SB admitted that she had deleted a large number of texts between she and Mr. Williams, although she did not know the number or what those texts said. She said she did this at the instruction of Mr. Williams.
She was cross-examined extensively on this issue.
She was cross-examined extensively on Exhibits 1 and 5 concerning the dates and times of various texts, the difference between some of the headers on certain pages of those two exhibits compared to others, as well as on differences in font sizes on some texts as opposed to others, and the differences in timestamps on some texts compared to others. The defence submits to you that the texts in Exhibit 1 and 5 are not continuous and are heavily edited.
Detective Curtis testified that she sat with the complainant and in order to confirm that all of the texts in Exhibits 1 and 5 were on the complainant's phone, and that she helped place them in date order.
It will be up to you to determine if, and if so, how much you rely on the texts contained in Exhibits 1 and 5. You can rely on all of them, none of them, or only some of them. It is up to you to decide. You are the only judges of the facts.
4. Control, Direction, or Influence the Movements of a Person – Does it Include Setting Rates?
[28] The defence submits that the phrase "control, direction, or influence the movements of that person" in s. 286.3(1) is limited to the accused's impact on the physical movements of the person selling sexual services. It does not include such things as what to charge for sexual services.
[29] The Crown submits that the section covers all things over which the seller of sexual services may be controlled, directed, or influenced, whether mental or physical, and relied on LeMay J., is R. v. Y.S., supra.
[30] Does control, direction, or influence over the movements of a person include non-physical movements – for example deciding how much to charge for what service, and how much should be made in a defined period of time.
[31] The case law suggests that "control, direction, or influence over the movements of a person" does include non-physical movements such as setting prices for services notwithstanding the presence of the words "movements of a person".

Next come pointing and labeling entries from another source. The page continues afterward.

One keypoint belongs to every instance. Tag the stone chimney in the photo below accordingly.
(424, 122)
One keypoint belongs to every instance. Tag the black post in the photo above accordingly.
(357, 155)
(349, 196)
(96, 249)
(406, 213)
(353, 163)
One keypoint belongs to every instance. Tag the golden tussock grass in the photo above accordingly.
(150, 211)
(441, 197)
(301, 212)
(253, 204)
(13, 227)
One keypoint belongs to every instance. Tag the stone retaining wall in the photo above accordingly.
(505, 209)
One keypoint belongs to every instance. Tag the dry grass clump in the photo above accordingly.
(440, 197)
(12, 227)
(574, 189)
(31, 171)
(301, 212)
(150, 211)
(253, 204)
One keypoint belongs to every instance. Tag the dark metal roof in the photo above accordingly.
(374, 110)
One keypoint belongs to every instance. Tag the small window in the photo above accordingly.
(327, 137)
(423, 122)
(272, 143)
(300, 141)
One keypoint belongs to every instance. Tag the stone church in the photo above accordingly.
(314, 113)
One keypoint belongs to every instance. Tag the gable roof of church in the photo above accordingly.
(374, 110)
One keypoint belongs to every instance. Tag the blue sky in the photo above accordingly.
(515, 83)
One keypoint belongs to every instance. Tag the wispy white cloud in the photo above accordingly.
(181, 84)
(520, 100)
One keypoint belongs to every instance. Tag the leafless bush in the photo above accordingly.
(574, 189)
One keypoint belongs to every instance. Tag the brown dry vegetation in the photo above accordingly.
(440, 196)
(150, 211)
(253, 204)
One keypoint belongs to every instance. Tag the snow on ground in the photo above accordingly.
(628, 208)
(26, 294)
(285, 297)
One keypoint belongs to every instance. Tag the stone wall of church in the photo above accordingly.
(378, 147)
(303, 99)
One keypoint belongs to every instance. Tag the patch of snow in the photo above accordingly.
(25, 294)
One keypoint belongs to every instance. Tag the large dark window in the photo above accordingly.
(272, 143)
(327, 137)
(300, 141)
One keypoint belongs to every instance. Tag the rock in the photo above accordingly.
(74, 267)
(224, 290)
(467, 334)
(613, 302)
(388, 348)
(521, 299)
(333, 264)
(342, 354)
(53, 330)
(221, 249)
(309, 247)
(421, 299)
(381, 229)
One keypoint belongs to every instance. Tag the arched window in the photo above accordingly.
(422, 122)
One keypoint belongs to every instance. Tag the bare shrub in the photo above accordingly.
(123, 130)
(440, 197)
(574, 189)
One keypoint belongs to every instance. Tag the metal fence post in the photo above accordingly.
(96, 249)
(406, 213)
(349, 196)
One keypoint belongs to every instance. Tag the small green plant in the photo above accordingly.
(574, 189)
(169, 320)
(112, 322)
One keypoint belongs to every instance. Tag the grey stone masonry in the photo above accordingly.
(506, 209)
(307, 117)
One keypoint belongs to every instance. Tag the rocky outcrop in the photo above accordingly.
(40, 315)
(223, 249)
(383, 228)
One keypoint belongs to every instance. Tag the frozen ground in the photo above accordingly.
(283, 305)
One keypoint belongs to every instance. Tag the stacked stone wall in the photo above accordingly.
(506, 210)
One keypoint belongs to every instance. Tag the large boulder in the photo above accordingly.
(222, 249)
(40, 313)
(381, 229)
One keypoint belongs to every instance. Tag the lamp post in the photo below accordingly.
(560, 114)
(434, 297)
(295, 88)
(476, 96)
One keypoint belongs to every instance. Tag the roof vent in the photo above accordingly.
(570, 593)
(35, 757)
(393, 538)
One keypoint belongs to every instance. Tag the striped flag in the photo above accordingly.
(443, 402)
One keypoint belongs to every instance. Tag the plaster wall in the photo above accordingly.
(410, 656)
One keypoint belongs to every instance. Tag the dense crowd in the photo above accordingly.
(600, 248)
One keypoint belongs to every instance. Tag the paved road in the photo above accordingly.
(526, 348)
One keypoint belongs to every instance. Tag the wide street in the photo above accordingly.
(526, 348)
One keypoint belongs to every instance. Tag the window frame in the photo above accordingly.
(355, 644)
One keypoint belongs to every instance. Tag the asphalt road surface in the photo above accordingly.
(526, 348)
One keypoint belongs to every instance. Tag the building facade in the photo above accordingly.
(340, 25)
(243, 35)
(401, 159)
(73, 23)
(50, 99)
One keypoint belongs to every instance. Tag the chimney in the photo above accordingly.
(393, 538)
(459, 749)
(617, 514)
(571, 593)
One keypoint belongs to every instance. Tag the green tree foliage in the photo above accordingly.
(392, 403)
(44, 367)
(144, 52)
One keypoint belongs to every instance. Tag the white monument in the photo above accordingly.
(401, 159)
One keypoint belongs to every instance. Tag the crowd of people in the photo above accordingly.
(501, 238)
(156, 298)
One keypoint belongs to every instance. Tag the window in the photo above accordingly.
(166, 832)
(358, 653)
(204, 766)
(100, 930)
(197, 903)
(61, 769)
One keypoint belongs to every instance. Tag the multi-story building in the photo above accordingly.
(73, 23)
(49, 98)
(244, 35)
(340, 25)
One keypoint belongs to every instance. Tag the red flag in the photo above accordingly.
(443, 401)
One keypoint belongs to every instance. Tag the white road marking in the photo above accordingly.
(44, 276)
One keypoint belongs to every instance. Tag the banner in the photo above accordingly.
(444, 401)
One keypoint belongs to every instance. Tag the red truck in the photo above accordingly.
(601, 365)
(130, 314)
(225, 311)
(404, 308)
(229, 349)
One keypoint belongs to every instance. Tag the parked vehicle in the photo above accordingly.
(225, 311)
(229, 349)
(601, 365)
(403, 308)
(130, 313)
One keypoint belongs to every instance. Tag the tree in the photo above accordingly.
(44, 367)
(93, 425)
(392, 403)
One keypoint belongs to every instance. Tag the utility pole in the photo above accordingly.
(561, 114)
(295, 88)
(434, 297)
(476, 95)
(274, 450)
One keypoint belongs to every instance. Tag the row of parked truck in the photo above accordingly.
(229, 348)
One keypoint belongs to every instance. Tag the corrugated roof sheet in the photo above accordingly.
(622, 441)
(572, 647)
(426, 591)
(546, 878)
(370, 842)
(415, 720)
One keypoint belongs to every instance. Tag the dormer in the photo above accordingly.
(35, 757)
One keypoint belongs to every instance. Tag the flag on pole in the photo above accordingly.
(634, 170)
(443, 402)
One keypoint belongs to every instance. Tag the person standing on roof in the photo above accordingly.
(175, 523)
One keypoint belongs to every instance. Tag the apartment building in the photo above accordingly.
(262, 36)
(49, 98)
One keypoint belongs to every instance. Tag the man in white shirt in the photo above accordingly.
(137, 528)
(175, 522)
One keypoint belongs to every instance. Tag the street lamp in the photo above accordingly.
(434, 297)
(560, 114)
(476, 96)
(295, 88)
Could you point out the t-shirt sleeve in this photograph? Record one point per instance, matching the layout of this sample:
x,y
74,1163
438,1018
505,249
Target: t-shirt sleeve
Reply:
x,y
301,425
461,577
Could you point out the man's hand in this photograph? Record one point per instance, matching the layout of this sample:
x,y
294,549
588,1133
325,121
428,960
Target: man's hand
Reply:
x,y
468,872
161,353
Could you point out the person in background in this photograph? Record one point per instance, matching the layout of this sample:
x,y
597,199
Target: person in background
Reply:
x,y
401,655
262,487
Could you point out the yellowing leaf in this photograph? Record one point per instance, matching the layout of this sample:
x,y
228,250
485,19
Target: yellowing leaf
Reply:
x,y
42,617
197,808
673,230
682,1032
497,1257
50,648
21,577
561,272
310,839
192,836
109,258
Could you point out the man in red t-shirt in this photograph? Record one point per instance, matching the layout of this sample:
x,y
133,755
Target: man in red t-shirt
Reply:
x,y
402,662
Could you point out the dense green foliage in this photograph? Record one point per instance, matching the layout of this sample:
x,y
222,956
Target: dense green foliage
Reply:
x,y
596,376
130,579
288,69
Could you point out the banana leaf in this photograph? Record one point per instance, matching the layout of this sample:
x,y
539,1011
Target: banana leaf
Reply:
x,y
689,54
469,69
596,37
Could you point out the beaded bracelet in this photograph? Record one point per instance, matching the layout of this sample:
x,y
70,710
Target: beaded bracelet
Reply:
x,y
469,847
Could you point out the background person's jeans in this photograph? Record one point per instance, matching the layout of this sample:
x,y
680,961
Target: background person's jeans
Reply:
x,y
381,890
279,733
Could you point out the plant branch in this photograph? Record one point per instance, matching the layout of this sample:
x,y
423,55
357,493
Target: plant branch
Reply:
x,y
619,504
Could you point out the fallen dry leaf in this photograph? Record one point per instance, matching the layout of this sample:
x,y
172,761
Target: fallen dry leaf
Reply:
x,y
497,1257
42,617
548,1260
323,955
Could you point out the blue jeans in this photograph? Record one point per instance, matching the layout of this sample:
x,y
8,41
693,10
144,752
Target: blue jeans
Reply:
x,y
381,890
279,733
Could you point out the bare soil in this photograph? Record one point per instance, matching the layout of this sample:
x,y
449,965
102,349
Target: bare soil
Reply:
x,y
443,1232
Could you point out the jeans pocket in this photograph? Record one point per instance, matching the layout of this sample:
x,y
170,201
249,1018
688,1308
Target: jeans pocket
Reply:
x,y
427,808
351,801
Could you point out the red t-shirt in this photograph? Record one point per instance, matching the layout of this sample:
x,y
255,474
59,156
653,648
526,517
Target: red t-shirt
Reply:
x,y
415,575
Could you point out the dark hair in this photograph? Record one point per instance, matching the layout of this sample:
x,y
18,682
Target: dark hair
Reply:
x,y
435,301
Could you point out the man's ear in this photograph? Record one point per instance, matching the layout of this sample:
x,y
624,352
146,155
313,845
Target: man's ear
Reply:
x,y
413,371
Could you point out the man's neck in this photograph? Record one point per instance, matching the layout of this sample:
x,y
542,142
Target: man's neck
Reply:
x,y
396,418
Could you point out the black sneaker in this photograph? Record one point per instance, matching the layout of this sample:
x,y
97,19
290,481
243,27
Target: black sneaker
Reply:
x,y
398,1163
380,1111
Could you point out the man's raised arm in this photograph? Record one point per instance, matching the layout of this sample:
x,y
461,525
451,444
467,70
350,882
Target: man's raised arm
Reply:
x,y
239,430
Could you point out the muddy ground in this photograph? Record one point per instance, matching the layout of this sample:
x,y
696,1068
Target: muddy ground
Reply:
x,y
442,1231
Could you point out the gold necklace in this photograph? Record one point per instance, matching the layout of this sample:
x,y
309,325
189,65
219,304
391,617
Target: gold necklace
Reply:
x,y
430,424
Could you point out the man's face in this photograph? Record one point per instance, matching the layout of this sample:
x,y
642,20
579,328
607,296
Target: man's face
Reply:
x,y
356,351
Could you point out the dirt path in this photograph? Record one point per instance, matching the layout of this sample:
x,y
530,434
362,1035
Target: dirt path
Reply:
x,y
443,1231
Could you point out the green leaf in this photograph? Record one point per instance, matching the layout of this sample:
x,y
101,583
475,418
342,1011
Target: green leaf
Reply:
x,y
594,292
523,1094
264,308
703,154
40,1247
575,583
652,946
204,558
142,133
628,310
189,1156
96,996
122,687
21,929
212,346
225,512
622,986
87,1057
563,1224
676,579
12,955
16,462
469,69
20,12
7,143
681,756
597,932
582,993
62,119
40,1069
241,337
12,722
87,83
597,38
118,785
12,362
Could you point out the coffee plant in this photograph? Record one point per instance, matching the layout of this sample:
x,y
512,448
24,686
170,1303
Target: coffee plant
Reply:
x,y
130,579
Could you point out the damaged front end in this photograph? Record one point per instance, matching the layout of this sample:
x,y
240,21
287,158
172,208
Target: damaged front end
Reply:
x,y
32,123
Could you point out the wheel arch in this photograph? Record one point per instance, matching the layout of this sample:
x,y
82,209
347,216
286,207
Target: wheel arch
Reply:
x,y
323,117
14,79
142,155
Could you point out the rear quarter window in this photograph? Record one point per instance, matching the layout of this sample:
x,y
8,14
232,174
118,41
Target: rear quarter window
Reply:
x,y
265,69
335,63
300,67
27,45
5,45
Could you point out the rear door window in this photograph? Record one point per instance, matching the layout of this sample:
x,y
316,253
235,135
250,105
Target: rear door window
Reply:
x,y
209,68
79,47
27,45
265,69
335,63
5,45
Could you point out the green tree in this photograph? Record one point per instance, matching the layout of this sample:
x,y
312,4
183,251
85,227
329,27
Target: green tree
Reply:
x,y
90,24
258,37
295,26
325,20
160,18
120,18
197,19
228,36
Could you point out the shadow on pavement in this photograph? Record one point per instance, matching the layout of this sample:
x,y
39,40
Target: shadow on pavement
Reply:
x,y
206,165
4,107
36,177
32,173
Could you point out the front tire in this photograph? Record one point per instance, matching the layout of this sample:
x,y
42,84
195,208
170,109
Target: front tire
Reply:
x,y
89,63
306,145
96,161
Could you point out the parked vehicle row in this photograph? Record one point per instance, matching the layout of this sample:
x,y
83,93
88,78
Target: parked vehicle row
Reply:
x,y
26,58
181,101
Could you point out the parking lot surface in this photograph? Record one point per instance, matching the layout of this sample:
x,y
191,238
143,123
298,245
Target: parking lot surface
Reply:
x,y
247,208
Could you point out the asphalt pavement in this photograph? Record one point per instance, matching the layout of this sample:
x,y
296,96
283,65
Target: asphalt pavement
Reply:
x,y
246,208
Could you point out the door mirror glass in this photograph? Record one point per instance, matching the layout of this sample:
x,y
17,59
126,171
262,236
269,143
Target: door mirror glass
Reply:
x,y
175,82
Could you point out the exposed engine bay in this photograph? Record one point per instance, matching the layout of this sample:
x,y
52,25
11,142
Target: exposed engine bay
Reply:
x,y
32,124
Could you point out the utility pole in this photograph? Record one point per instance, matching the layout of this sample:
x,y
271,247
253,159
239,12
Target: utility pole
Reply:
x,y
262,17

[32] In Y.S., LeMay J. considered the words "control, direction or influence over the movement of a person" under s. 279.01 and s. 286.3(1) of the Code. In that case the Crown contended that the control, direction, or influence arose because, inter alia, the accused was controlling the money that the complainant earned. In that case, the "control" over the money is alleged to be that the complainant handed it over to the accused who kept it.
[33] At para. 126, LeMay J. set out the four areas the Crown alleged were amounted to exercising control, direction, or influence over the complainant, one of which was controlling the money that she earned. In para. 127 he said: "Evidence of the exercise of control, direction or influence in any one of these areas would be sufficient to establish the first element of the test for the exploitation offence." (emphasis mine).
[34] In R. v. Evans, 2017 ONSC 4028 , Boswell J., in considering the same phrase albeit in s. 279.01(1), found that the control, direction, or influence over the movement of a person included non-physical activities such as deciding and dictating the rules for her services, setting the fees she charged, and setting the minimum income per month that the complainant was expected to earn.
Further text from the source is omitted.